Reputation: 3328
I have had a successful pipeline running streaming data from pub/sub
into bigquery
using cloud dataflow
which is running on a compute instance, rather than an actual dataflow
runner.
Today I have updated the BQ table schema, and no new inserts seem to occur. I can view logs on the machine and all is fine - dataflow
is not reporting any errors.
Is there any way to access streaming logs from bigquery
to check for errors.
EDIT: To summarise my question is whether I am able to get some more verbose logging either from the apache beam SDK or from bigquery to see where this data is ending up.
I have had a look in stackdriver
, but this does not seem to create entries for streaming logs.
Upvotes: 2
Views: 1467
Reputation: 11021
In versions 2.15 and 2.16, Beam now produces a deadletter PCollection containing all of the rows that failed to be inserted.

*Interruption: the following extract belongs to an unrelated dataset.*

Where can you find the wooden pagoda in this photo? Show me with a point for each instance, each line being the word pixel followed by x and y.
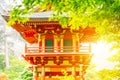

This setting is configurable, with the insert_retry_policy
parameter. The default for 2.15 and 2.16 is RETRY_ON_TRANSIENT_ERRORS
. Starting on 2.17, the default will be RETRY_ALWAYS
.
You would do the following:
result = my_collection | WriteToBigQuery(...,
method='STREAMING_INSERTS', ...)
failed_rows = result['FailedRows'] # You can consume this PCollection.
You may also choose to always retry:
result = my_collection | WriteToBigQuery(...,
insert_retry_policy='RETRY_ALWAYS',
method='STREAMING_INSERTS', ...)
This will cause that nothing is output to failed_rows
, and your pipeline may rnu forever.
Upvotes: 2
Reputation: 176
you should be able to get your data stream logs from BigQuery, please take a look on this docs[1][2]. Be aware that modifying the schema of a table can take several minutes to propagate changes, and if it has recently received streaming inserts may respond with schema mismatch errors.
In this case,when BigQuery encounters a schema mismatch on individual rows in the request, none of the rows are inserted and an insertErrors entry is returned for each row including detailed information about the schema mismatch.
[1]https://cloud.google.com/bigquery/troubleshooting-errors#streaming [2]https://cloud.google.com/bigquery/docs/reference/auditlogs/#mapping_audit_entries_to_log_streams
Upvotes: 0